Sunday, 9 June 2013

Woe is me....

...that is how I feel today.  I think I'm entitled to a small amount of self pity.  The question that keeps going round in my head is "why is me", "when will the bad stuff stop"?

Two weeks after my burn I am trying to be positive - yesterday I had my first ever facial, manicure & pedicure.  I also had my hair cut.  I went to my usual hairdressers - The Hairdressers http://www.thehairdressersnottingham.co.uk/.  They were extremely wonderful and I had the most relaxing time. 

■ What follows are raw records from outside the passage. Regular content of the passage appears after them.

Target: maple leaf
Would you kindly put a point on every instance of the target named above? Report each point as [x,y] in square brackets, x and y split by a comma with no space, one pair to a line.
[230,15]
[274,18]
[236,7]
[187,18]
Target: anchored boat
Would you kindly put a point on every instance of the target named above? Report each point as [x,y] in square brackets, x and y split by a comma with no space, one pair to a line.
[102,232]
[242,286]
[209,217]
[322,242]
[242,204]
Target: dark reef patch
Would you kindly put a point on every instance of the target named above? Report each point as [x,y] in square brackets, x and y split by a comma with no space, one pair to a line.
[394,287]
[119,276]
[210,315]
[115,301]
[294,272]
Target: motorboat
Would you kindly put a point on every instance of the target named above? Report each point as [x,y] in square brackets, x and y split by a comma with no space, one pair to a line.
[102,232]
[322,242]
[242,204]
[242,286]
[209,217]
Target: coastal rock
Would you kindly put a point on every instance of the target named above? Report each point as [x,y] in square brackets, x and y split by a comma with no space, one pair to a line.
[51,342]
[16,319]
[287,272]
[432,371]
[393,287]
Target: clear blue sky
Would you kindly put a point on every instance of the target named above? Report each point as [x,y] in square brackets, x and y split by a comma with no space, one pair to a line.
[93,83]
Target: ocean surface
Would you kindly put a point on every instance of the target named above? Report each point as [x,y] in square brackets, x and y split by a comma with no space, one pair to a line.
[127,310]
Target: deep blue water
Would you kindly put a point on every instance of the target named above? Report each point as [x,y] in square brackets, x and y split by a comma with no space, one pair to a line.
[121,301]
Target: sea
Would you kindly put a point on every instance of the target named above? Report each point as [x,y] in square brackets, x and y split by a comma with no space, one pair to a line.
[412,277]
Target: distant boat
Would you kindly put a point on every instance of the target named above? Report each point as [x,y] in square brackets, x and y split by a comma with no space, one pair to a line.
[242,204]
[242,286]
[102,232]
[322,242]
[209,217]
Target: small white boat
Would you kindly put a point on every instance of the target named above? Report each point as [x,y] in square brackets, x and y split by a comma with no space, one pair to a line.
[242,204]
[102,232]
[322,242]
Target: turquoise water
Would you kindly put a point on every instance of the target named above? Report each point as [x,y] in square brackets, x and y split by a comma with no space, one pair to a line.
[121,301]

Today I feel very down and teary.

Then again - is it because it's a Sunday?  Sunday's have always been the day I have felt most alone and down.  As a child I would take myself off pretending to meet non existent friends but would wander the streets on my own perhaps venturing into a park to view from a safe distance families having fun together or friends playing.  When shops started to open on a Sunday I would wander around these just to be around people.

Sundays heighten my sense of loss and my feelings of worthlessness.

I keep looking at my pretty painted fingers and toes (vain & superficial I know) to brighten me up.  This morning I had a clean and tidy around the house. 

To help me a heal a positive attitude is paramount but I must also acknowledge and accept what has happened.  Extremely difficult.